Dua orang itu mendekat aku siap siaga. Berkuda-kuda. Walaupun hanya berapa bulan aku mengikuti kelas beladiri yang diadakan sekolah tempatku mengajar. Kalau hanya merobohkan mereka mungkin bisa. Mereka maju menyerangku,kutangkis dengan cepat. Mengelak lalu memukul perut mereka. Kulayangkan tendangan pada rahang. Namun mereka bisa mengelak. 

Bagaimanapun tenagaku kalah dengan dua orang berbadan kekar itu. Salah satu dari mereka memegangi kedua tanganku dan yang satu lagi hendak melecehkanku. Aku waspada jika dia menyentuh tubuhku. Namun seseorang datang dan memukul tengkuk laki-laki itu. Ternyata kakek dan beberapa warga. Akhirnya dua orang preman itu dibekuk warga sedangkan ular keket itu mengambil langkah seribu sedari tadi. Sialan!
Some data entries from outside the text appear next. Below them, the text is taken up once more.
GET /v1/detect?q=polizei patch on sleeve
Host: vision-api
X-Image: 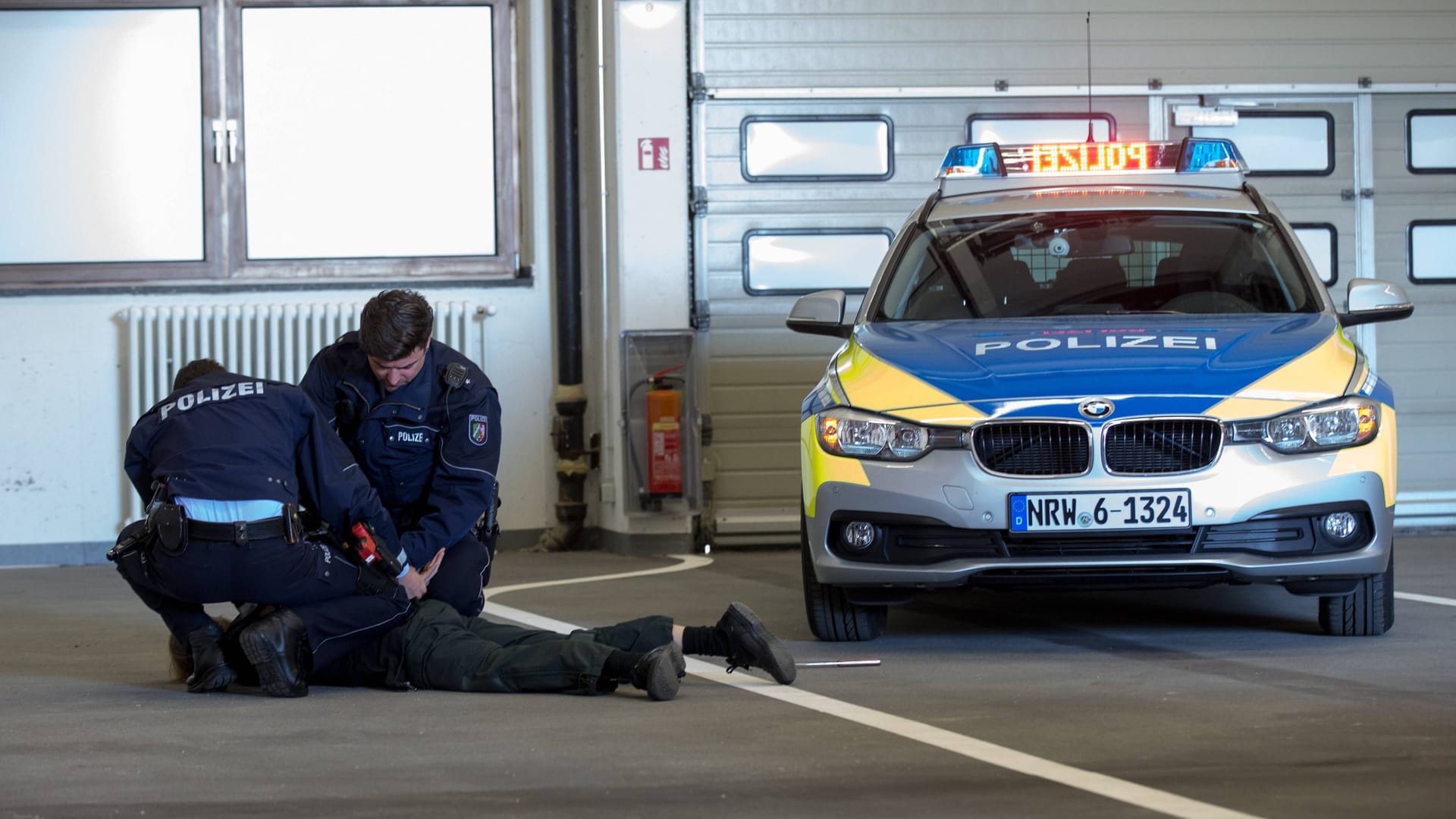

[470,416,491,446]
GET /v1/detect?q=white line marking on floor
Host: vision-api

[482,555,1255,819]
[1395,592,1456,606]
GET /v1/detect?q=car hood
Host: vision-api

[834,313,1388,424]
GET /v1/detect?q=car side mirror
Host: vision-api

[785,290,855,338]
[1339,278,1415,326]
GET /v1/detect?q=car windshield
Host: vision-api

[877,212,1320,321]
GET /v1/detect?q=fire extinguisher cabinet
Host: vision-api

[622,329,701,514]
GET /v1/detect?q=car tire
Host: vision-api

[799,516,890,642]
[1320,551,1395,637]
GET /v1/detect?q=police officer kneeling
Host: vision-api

[108,359,428,697]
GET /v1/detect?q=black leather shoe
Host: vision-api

[187,623,237,694]
[237,609,313,697]
[217,604,278,688]
[632,642,687,702]
[718,604,798,685]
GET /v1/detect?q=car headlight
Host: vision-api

[1228,398,1380,453]
[814,406,961,460]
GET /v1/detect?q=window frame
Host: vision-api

[1288,221,1339,287]
[1405,108,1456,174]
[739,226,896,299]
[0,0,224,284]
[738,114,896,184]
[1405,218,1456,284]
[0,0,522,290]
[1228,111,1337,177]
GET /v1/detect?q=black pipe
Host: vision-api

[536,0,588,551]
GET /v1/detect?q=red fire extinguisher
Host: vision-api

[646,364,682,497]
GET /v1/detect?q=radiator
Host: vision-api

[121,302,486,519]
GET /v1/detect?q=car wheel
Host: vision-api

[799,514,890,642]
[1320,551,1395,637]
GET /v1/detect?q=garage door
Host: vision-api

[693,96,1147,542]
[1372,95,1456,526]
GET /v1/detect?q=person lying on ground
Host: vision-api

[172,599,795,701]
"Kakek? Terima kasih kek." Ucapku tulus mencium tangannya.

"Sama-sama nona. Beberapa hari ini aku selalu melihat mobil yang mengawasi rumah nona. Dan benar saja hari ini mereka hampir mencelakai nona."

"Hampir saja. Untung ada kakek dan para warga. Terima kasih." Ucapku tulus. Mereka menenangkanku lalu pamit satu persatu.

"Sekali lagi hati-hati ya nona. Lebih baik di kunci saja." 

"Iya kek."

Aku mengurung diri di kamar. Nyawaku terancam. Pastilah ular keket itu tidak akan menyerah untuk menyingkirkanku. Ah apakah aku harus menceritakannya pada Erland. Sedangkan dia saja tengah marah dan mendiamkanku. Mungkin aku harus menghadapinya sendiri. Jika aku sudah tak mampu,maka aku memilih untuk menyerah.